From: Alex Williamson <alex.williamson@redhat.com>
To: Alexey Kardashevskiy <aik@ozlabs.ru>
Cc: Anthony Liguori <aliguori@us.ibm.com>,
"Michael S . Tsirkin" <mst@redhat.com>,
qemu-trivial@nongnu.org, qemu-devel@nongnu.org,
Alexander Graf <agraf@suse.de>,
qemu-ppc@nongnu.org, Paolo Bonzini <pbonzini@redhat.com>,
Paul Mackerras <paulus@samba.org>,
David Gibson <david@gibson.dropbear.id.au>
Subject: Re: [Qemu-devel] [PATCH] RFC kvm irqfd: add directly mapped MSI IRQ support
Date: Thu, 20 Jun 2013 22:46:21 -0600 [thread overview]
Message-ID: <1371789981.30572.114.camel@ul30vt.home> (raw)
In-Reply-To: <51C3BF3E.20901@ozlabs.ru>
On Fri, 2013-06-21 at 12:49 +1000, Alexey Kardashevskiy wrote:
> On 06/21/2013 12:34 PM, Alex Williamson wrote:
> > On Fri, 2013-06-21 at 11:56 +1000, Alexey Kardashevskiy wrote:
> >> On 06/21/2013 02:51 AM, Alex Williamson wrote:
> >>> On Fri, 2013-06-21 at 00:08 +1000, Alexey Kardashevskiy wrote:
> >>>> At the moment QEMU creates a route for every MSI IRQ.
> >>>>
> >>>> Now we are about to add IRQFD support on PPC64-pseries platform.
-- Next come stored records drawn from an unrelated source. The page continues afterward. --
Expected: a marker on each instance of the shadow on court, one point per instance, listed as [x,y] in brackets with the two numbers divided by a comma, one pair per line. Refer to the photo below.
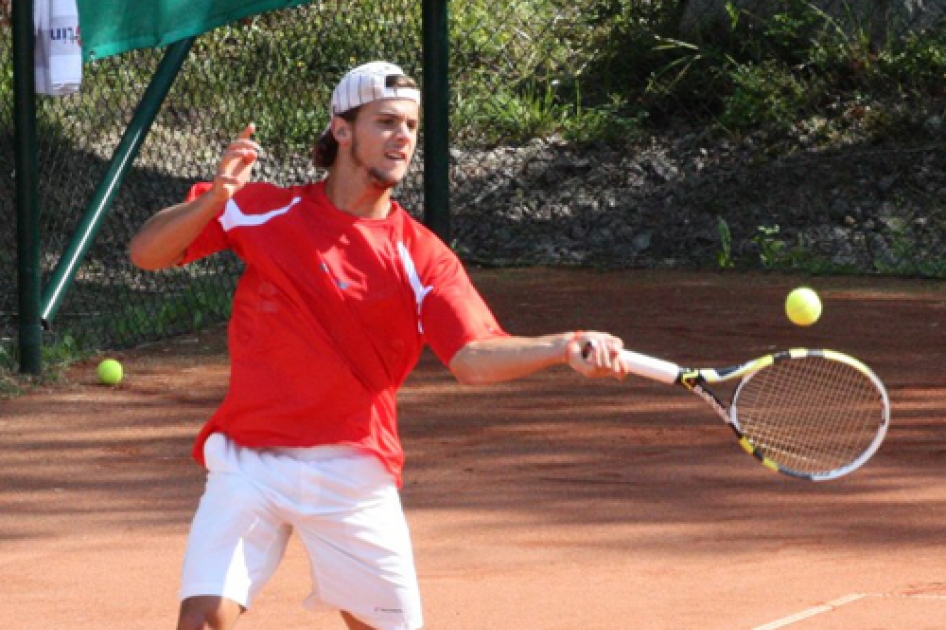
[547,503]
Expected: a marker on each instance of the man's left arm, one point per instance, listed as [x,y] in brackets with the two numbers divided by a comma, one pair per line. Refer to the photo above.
[497,359]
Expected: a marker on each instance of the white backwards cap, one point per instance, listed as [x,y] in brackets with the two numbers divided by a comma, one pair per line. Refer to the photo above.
[368,83]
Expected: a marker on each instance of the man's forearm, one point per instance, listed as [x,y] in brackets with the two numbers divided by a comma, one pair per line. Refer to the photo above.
[163,239]
[508,358]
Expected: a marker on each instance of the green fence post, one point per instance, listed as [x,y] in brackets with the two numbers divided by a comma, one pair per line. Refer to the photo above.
[121,162]
[30,339]
[436,26]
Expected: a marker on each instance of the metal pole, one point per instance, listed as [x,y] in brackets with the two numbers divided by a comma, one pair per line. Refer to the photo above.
[29,280]
[436,25]
[121,162]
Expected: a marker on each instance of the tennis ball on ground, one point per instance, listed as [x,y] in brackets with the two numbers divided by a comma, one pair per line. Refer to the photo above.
[803,306]
[110,372]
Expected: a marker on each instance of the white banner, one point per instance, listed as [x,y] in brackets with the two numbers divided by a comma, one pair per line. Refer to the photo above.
[57,57]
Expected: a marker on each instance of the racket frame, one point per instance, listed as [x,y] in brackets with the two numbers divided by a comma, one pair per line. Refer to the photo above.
[697,379]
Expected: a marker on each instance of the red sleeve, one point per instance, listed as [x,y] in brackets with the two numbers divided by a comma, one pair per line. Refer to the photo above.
[454,313]
[212,239]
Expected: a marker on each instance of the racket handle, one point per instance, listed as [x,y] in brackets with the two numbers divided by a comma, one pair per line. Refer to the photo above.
[649,367]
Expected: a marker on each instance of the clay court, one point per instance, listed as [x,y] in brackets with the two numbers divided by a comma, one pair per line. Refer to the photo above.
[550,503]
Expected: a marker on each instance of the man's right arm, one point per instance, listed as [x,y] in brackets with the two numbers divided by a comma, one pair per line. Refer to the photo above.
[163,240]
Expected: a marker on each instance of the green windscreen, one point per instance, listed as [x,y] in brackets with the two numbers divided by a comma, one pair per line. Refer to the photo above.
[110,27]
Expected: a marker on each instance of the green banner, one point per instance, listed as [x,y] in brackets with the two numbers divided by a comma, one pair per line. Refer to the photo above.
[110,27]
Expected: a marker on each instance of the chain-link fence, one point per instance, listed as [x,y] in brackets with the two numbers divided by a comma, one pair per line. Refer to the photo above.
[783,134]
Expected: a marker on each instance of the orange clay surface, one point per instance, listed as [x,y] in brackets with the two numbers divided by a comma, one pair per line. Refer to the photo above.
[549,503]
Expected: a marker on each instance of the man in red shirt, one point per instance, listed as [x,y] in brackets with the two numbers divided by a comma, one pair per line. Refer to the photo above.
[342,289]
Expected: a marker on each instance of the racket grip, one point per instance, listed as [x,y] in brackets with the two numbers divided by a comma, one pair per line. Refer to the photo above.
[649,367]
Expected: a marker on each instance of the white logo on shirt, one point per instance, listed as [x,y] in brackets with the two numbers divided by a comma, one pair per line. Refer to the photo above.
[233,217]
[420,291]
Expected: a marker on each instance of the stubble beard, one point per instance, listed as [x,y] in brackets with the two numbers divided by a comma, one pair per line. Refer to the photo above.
[378,178]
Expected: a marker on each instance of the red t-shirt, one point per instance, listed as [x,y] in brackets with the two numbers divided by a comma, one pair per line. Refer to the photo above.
[329,318]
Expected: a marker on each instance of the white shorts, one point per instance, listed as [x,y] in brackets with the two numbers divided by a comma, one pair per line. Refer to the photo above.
[343,504]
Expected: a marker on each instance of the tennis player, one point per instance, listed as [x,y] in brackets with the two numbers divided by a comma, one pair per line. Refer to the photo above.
[341,291]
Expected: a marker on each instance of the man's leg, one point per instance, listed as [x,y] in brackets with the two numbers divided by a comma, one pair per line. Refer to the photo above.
[354,624]
[208,612]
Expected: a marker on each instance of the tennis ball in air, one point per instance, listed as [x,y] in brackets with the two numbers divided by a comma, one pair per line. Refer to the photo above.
[803,306]
[110,372]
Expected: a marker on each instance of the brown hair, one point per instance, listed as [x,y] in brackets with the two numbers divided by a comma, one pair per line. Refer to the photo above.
[326,147]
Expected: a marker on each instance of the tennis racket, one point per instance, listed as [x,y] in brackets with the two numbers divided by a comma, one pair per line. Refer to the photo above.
[810,414]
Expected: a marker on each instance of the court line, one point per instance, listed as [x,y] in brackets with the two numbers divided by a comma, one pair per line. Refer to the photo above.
[837,603]
[811,612]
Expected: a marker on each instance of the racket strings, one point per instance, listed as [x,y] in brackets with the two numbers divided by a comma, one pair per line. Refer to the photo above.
[810,415]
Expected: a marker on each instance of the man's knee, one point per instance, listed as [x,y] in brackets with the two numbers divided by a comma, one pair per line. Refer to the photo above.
[208,613]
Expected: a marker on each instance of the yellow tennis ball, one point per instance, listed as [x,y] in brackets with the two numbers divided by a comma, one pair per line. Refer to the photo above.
[803,306]
[110,372]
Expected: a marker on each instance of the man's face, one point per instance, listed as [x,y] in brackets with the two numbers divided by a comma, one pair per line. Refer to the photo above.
[383,139]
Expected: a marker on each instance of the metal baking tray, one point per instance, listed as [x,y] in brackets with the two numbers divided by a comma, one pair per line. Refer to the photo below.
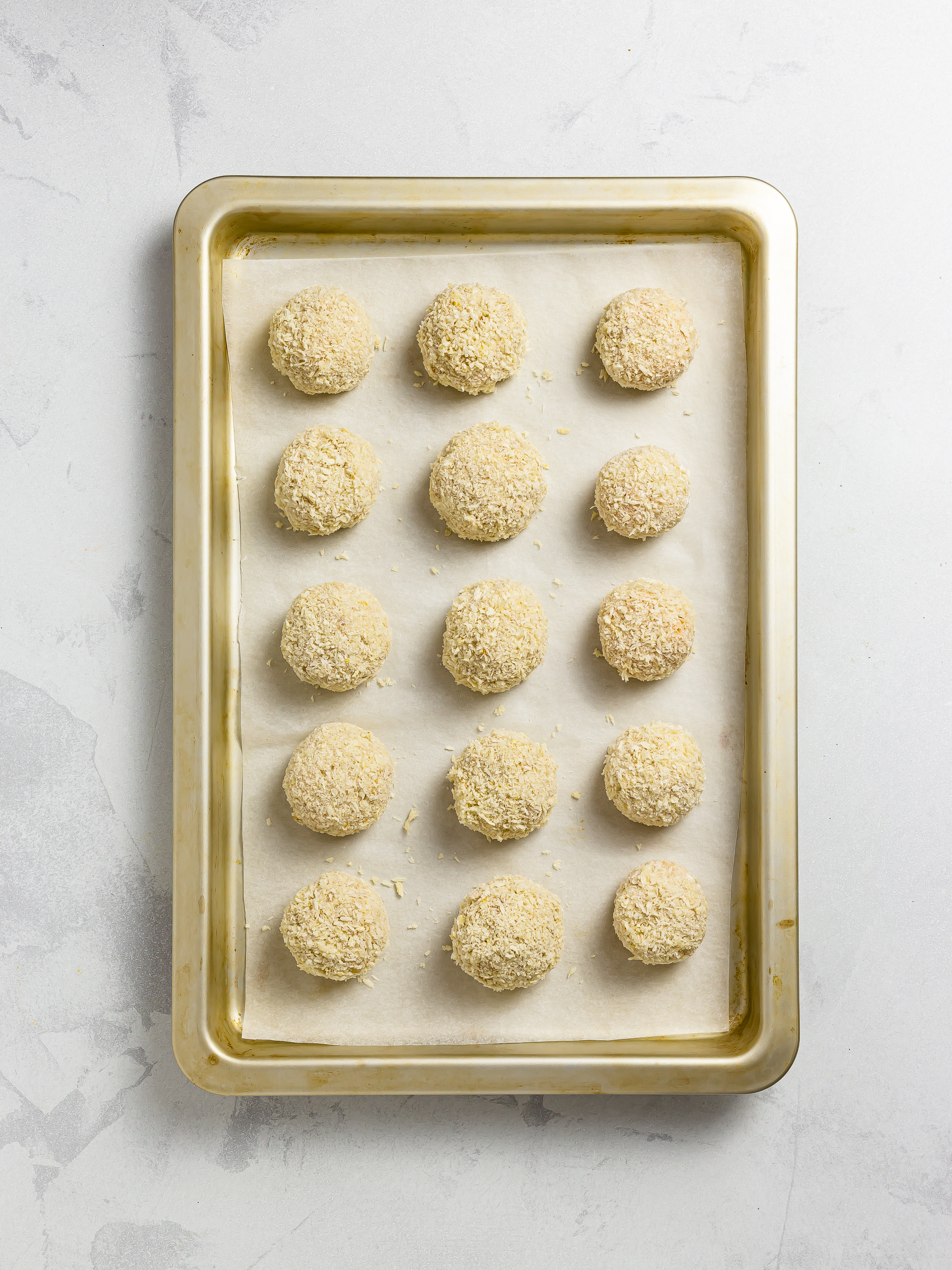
[233,216]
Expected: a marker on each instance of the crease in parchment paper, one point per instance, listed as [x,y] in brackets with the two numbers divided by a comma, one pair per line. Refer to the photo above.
[574,701]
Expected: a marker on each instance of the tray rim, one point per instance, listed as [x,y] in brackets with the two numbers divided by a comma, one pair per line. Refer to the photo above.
[206,945]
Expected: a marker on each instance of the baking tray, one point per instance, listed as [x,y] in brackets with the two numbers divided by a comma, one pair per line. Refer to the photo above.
[233,216]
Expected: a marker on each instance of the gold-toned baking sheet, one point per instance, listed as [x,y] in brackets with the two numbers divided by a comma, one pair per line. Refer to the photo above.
[575,702]
[300,218]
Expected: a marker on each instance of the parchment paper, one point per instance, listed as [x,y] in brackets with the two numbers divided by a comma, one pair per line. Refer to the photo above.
[588,847]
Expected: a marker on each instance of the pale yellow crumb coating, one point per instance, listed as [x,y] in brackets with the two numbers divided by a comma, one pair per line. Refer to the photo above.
[508,934]
[654,775]
[660,913]
[328,480]
[473,337]
[647,629]
[336,636]
[321,339]
[495,635]
[488,483]
[643,492]
[504,785]
[336,928]
[339,780]
[645,338]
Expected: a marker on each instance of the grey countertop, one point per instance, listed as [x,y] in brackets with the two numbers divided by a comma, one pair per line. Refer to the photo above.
[108,115]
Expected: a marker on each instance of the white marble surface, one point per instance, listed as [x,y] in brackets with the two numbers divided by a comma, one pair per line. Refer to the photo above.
[108,115]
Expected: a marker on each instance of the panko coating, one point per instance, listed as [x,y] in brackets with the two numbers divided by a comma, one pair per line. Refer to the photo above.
[495,635]
[328,479]
[642,492]
[647,629]
[339,780]
[473,337]
[504,785]
[654,775]
[321,339]
[660,913]
[336,928]
[488,483]
[645,338]
[508,934]
[336,635]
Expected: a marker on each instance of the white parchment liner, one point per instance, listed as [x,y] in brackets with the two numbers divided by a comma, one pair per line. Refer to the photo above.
[595,991]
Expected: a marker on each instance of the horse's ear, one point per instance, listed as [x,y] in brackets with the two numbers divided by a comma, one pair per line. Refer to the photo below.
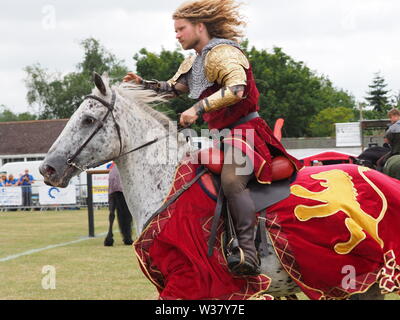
[98,81]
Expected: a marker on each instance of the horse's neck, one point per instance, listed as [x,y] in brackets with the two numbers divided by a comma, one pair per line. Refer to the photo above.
[147,175]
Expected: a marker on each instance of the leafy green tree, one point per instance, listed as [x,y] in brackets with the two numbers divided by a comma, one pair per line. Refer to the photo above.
[57,96]
[6,115]
[378,95]
[323,124]
[162,66]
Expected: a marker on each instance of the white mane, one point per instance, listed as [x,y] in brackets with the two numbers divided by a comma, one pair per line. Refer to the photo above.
[136,94]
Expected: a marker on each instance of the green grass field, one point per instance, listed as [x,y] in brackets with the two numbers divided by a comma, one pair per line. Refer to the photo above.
[84,270]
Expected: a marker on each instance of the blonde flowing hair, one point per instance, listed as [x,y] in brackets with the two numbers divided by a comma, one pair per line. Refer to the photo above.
[221,17]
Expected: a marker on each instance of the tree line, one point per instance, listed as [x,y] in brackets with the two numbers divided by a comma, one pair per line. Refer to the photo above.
[309,103]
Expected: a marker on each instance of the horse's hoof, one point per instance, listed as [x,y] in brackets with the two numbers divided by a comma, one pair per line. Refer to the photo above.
[108,242]
[244,268]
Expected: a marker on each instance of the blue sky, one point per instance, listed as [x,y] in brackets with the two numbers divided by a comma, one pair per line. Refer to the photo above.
[347,41]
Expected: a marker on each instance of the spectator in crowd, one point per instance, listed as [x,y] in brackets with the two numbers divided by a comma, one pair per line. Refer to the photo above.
[12,182]
[26,182]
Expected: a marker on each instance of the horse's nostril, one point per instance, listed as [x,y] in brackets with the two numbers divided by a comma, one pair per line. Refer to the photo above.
[47,170]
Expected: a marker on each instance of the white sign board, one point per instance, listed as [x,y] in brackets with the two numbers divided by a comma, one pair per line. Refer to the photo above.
[100,188]
[11,196]
[348,134]
[52,195]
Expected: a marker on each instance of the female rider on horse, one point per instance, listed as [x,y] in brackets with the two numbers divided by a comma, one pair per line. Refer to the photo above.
[220,77]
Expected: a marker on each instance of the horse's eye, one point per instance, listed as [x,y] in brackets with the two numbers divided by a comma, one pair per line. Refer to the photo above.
[88,121]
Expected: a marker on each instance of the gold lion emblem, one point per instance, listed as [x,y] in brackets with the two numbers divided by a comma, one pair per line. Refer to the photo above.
[341,195]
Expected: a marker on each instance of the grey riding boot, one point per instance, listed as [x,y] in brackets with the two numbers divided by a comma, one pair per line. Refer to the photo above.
[244,262]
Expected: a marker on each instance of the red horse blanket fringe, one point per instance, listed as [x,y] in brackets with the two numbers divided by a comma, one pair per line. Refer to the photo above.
[331,248]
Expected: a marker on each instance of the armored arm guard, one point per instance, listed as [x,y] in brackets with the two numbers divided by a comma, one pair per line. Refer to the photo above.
[225,65]
[176,84]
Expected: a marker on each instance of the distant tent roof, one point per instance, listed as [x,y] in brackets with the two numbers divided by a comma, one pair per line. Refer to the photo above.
[29,137]
[329,156]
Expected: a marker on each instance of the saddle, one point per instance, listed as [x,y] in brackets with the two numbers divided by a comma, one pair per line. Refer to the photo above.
[264,196]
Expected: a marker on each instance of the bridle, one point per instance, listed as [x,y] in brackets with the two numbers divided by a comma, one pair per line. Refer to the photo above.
[100,124]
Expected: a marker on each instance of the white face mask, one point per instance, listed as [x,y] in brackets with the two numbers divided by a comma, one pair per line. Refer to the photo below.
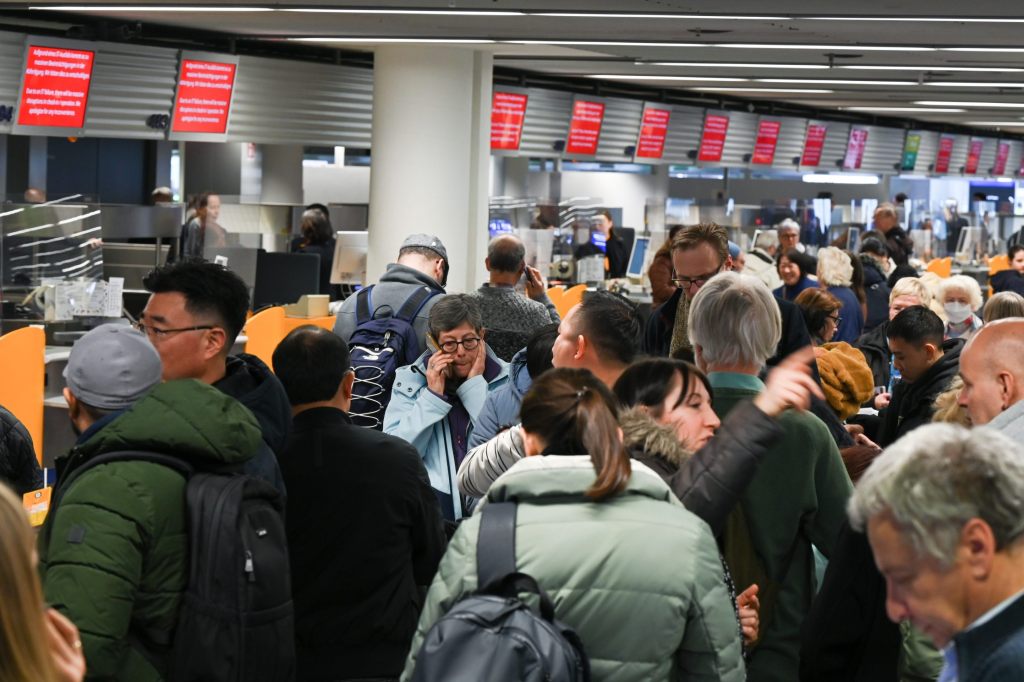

> >>>> pSeries already has in-kernel emulated interrupt controller with
> >>>> 8192 IRQs. Also, pSeries PHB already supports MSIMessage to IRQ
> >>>> mapping as a part of PAPR requirements for MSI/MSIX guests.
> >>>> Specifically, the pSeries guest does not touch MSIMessage's at
> >>>> all, instead it uses rtas_ibm_change_msi and rtas_ibm_query_interrupt_source
> >>>> rtas calls to do the mapping.
> >>>>
> >>>> Therefore we do not really need more routing than we got already.
> >>>> The patch introduces the infrastructure to enable direct IRQ mapping.
> >>>>
> >>>> Signed-off-by: Alexey Kardashevskiy <aik@ozlabs.ru>
> >>>>
> >>>> ---
> >>>>
> >>>> The patch is raw and ugly indeed, I made it only to demonstrate
> >>>> the idea and see if it has right to live or not.
> >>>>
> >>>> For some reason which I do not really understand (limited GSI numbers?)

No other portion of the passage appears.